特定外来生物に指定されている「コクチバス」が先月山梨市の琴川ダムで捕獲され、山梨県が調査を開始した6月26日以降7月12日までに未成魚を含む39匹が捕獲された。コクチバスは低水温や流水にも抵抗性が強いことから琴川ダムで繁殖した場合、ダムの上下流の渓流魚やアユなどの生態系へ悪影響があるとして、県は対策を急いでいる。【野呂賢治】
県水産技術センターによると、6月18日に釣り人から琴川ダムでコクチバスを釣り上げたと通報があった。県が26日から刺し網や釣り、水中調査を実施したところ、産卵床を複数確認し、成魚も捕獲した。
コクチバスは北米原産で、ルアーフィッシングの対象魚として知られ、最大50センチ前後まで成長する。一般に知られるブラックバス(オオクチバス)同様に国の外来生物法に基づく特定外来生物に指定されており、無許可での飼育や生きたままでの移動、放流などが禁じられている。違反した場合は最大個人で300万円、法人で1億円の罰金が科せられる。
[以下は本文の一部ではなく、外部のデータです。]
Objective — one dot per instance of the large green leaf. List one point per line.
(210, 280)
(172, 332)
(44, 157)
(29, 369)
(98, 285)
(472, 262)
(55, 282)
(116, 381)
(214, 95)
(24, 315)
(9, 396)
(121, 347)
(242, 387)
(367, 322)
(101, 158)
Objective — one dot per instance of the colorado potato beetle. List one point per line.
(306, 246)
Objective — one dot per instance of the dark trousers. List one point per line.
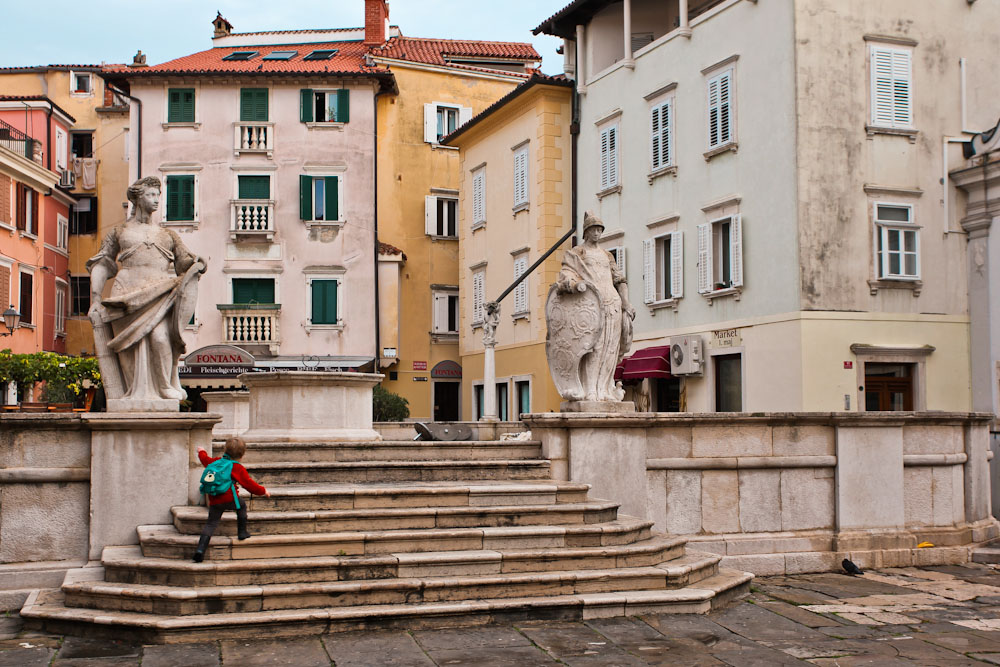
(215, 515)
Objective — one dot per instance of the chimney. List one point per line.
(376, 22)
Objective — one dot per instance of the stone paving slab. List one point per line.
(948, 615)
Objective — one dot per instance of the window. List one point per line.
(325, 106)
(60, 317)
(180, 105)
(83, 219)
(324, 305)
(62, 233)
(720, 116)
(80, 83)
(253, 290)
(663, 267)
(319, 198)
(521, 291)
(891, 87)
(441, 216)
(445, 311)
(180, 198)
(479, 197)
(897, 243)
(253, 105)
(79, 291)
(720, 254)
(442, 119)
(83, 144)
(478, 297)
(521, 176)
(26, 298)
(27, 210)
(609, 157)
(661, 124)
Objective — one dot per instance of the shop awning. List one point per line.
(650, 362)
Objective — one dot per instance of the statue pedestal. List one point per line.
(308, 406)
(142, 464)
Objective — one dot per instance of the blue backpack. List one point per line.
(218, 478)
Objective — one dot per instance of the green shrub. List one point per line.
(389, 407)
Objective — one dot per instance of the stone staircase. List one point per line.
(383, 535)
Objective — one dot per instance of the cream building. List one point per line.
(775, 176)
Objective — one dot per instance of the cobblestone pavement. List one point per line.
(946, 615)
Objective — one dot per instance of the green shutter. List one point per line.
(306, 105)
(255, 187)
(253, 290)
(343, 105)
(324, 296)
(253, 104)
(180, 198)
(305, 197)
(332, 199)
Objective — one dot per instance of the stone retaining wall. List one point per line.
(783, 493)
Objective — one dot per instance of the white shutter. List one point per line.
(704, 258)
(430, 123)
(736, 250)
(430, 215)
(676, 265)
(649, 270)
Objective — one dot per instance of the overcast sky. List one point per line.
(75, 32)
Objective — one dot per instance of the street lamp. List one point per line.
(11, 319)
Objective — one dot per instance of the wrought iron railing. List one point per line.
(17, 141)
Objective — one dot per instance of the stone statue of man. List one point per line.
(589, 321)
(137, 327)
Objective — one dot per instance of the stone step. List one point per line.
(128, 565)
(190, 520)
(389, 450)
(315, 497)
(167, 542)
(397, 471)
(157, 599)
(45, 610)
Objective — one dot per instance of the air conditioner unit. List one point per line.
(685, 355)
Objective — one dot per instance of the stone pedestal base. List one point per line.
(141, 465)
(615, 407)
(304, 407)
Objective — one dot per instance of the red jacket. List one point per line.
(240, 476)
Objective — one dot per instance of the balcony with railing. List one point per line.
(254, 137)
(253, 220)
(251, 325)
(17, 141)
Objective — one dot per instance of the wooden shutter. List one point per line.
(306, 112)
(649, 270)
(331, 197)
(705, 258)
(736, 250)
(253, 104)
(305, 197)
(676, 265)
(343, 108)
(891, 82)
(430, 215)
(430, 123)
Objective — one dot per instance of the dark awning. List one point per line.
(650, 362)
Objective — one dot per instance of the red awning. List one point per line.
(651, 362)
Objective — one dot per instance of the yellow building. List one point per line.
(515, 204)
(442, 84)
(97, 166)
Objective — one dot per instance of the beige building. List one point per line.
(775, 176)
(515, 203)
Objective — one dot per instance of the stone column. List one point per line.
(141, 465)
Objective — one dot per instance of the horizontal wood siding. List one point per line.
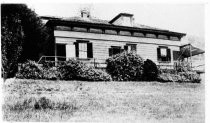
(95, 30)
(107, 37)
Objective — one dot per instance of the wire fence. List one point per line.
(101, 63)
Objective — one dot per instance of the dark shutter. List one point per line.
(176, 55)
(89, 50)
(126, 48)
(76, 48)
(121, 50)
(168, 54)
(158, 54)
(110, 51)
(133, 47)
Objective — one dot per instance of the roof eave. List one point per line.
(67, 23)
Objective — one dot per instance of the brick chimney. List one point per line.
(85, 14)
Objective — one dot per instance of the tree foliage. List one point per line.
(23, 36)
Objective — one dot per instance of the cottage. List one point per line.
(92, 40)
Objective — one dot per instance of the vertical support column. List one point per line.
(56, 59)
(190, 56)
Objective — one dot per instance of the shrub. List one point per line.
(150, 70)
(50, 73)
(30, 70)
(76, 70)
(125, 67)
(183, 67)
(190, 76)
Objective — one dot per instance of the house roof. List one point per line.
(121, 14)
(106, 24)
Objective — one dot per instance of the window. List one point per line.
(130, 47)
(115, 50)
(164, 54)
(83, 49)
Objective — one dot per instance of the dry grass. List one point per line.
(147, 102)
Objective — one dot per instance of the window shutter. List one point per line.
(126, 48)
(168, 54)
(158, 54)
(77, 49)
(121, 50)
(133, 47)
(176, 55)
(110, 51)
(89, 50)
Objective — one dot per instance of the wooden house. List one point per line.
(93, 40)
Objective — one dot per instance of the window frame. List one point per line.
(165, 59)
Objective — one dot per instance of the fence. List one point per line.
(97, 63)
(100, 63)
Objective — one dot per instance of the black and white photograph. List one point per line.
(103, 62)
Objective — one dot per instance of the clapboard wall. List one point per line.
(146, 47)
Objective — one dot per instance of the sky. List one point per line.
(184, 18)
同センターの大浜秀規所長によると、琴川ダムは琴川をせき止めて造られ、2008年に完成した。標高約1460メートルに位置し、利水や治水などの多目的ダムとしては日本一標高が高い場所にあり、水温も低く冬場は水面が結氷する。在来種としてイワナやアマゴ、アブラハヤなどが生息しているが、繁殖力の強いコクチバスが定着すると生態系への悪影響が懸念されるという。
12日にあった調査では前日に仕掛けた8カ所の刺し網で5匹、釣りで3匹を捕獲した。これまでに捕獲した中で最大は約37・8センチ、984グラムの4歳魚だった。
大浜所長は「人の手によって持ち込まれた密放流と考えられる。安易な気持ちで放流したかもしれないが、在来種の生態系を破壊する可能性がある悪質な犯罪行為だ」と話している。県では今後も駆除を進め、ダム周辺のパトロールも実施する方針。